The Hungarian government is sounding the alarm over a powerful new oversight team for content shared on Facebook, denouncing it as the “Soros Oversight Board”.
Hungarian premier Viktor Orbán is something of an archnemesis to George Soros, the 89-year-old pro-open borders plutocrat and convicted insider trader — frequently making a point of calling out his efforts to undermine the Hungarian government’s strong pro-borders, anti-mass migration policies in a highly public manner.
Soros, in turn, has waged a sustained public relations and lawfare campaign against Orbán, alleging that the Hungarian leader has attempted to run the Central European University which he funds out of the country and attempting to overturn a “Stop Soros” package of legislation intended to make non-governmental “civil society” organisations (NGOs) be more transparent about their sources of foreign funding.
Soros does not only pick fights with Hungary’s conservative leadership, however, also turning his influence and fortune against targets including U.S. President Donald Trump, Brexit, and, most recently, Facebook boss Mark Zuckerberg.
Zuckerberg might seem a strange target for Soros, but the left-liberal explained his grievance against the tech tycoon in a January opinion-editorial for the New York Times — namely that he has been insufficiently vigorous in curbing the ability of President Trump and his supporters to use social media to get him re-elected.
“I repeat and reaffirm my accusation against Facebook under the leadership of Mr Zuckerberg and Ms [Sheryl] Sandberg,” Soros railed.
“They follow only one guiding principle: maximize profits irrespective of the consequences. One way or another, they should not be left in control of Facebook.”
Zuckerberg has now, at least in the Hungarian government’s estimation, “caved to the wishes of the billionaire”, establishing a high-powered appeals board which will “make final rulings on whether Facebook posts violate the platform’s standards on nudity, hate speech and insensitivity”, according to the Wall Street Journal.

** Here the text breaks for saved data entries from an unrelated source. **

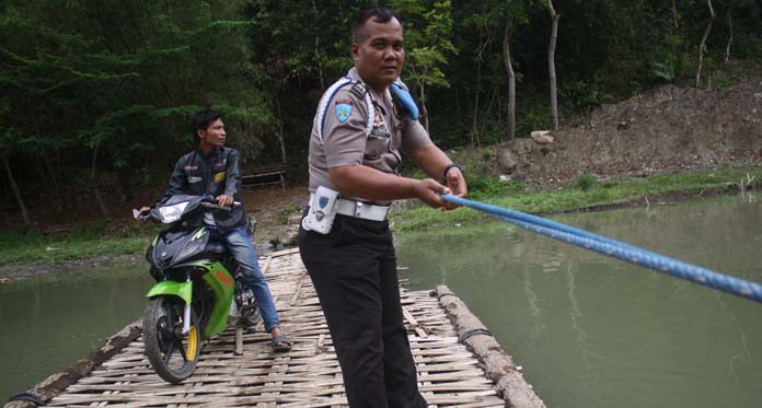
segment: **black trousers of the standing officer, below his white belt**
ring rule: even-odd
[[[299,230],[350,407],[426,407],[400,304],[386,221],[337,214],[331,233]]]

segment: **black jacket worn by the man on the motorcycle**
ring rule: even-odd
[[[227,195],[235,201],[241,201],[241,174],[239,168],[239,152],[228,147],[219,147],[204,156],[204,152],[195,150],[180,158],[170,177],[170,189],[159,202],[178,194],[213,197]],[[246,224],[243,205],[232,210],[215,210],[215,223],[220,234]],[[190,226],[200,226],[203,217],[190,222]]]

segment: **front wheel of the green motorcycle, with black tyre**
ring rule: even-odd
[[[190,310],[190,331],[183,334],[185,303],[160,295],[148,301],[143,315],[143,345],[151,366],[164,381],[178,384],[193,374],[201,352],[198,316]]]

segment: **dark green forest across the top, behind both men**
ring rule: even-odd
[[[403,79],[437,143],[505,137],[508,16],[516,136],[551,125],[546,0],[5,0],[0,155],[32,205],[72,201],[99,183],[125,196],[139,182],[162,188],[193,147],[189,115],[212,106],[245,163],[281,160],[282,142],[290,177],[299,178],[318,100],[353,63],[349,21],[377,3],[401,16]],[[563,16],[555,49],[562,118],[661,82],[694,83],[706,0],[553,4]],[[715,8],[702,86],[725,68],[727,49],[731,60],[762,55],[762,3]],[[21,200],[9,179],[0,177],[0,189],[13,206]]]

An investigation into the people currently announced for the board, has led the Hungarian government to conclude that it is not some neutral expert body, but a “Soros Oversight Board” intended to placate the billionaire activist.
“Of the four co-chairs on this new board, only one could be called conservative,” complained Zoltán Kovács, Hungary’s Secretary of State for Public Diplomacy, in an official blog post.
“A bit of digging reveals many ties to Soros-funded organizations and mouthpieces,” he continued.
Co-chairs the Hungarian raised issues with included Catalina Botero Marino, “a board member of the pro-abortion Center for Reproductive Rights, funded by Open Society Foundations” — Soros’s flagship NGO — and Helle Thorning-Schmidt, former Prime Minister of Denmark, who is “unequivocally and vocally anti-Trump” and serves alongside Soros and his son Alexander as trustee of another NGO.
Thorning-Schmidt is also the wife of anti-Brexit Labour MP Stephen Kinnock and the daughter-in-law of former Labour leader and European Commissioner Neil Kinnock.
“Lastly, among the board chairs, we have a Columbia University professor Jamal Greene. He served as an aide to Senator Kamala Harris (D-CA) during Justice Kavanaugh’s confirmation hearings,” Kovács continued.
“These co-chairs apparently then hand-picked the other board members for Facebook’s Oversight Board (how convenient!), who appear to range from left-liberal to far left-liberal,” he wrote.
Some of those selected were said to include:
- A program manager at the Open Society Initiative for West Africa
- A judge at the European Court of Human Rights and founding dean of Legal Studies at Soros’s Central European University
- A former head of Article 19… generously funded by the Open Society Foundation
Kovács also highlighted Alan Rusbridger, a former editor of Britain’s left-wing Guardian newspaper — disparaged by the Hungarian as a “Soros mouthpiece”.
“How does this private citizen [Soros], a person who promotes an ideology far outside the mainstream, along with a group of his like-minded associates, paid employees and sympathizers move in to become regulators-in-chief for a platform catering to over 30 per cent of the world’s population?” he demanded.
“Then again, maybe I shouldn’t be so concerned. I mean, like the New York Times wrote in the byline of Soros’ op-ed, ‘Mr Soros is a philanthropist.’ What could go wrong?” he concluded sarcastically.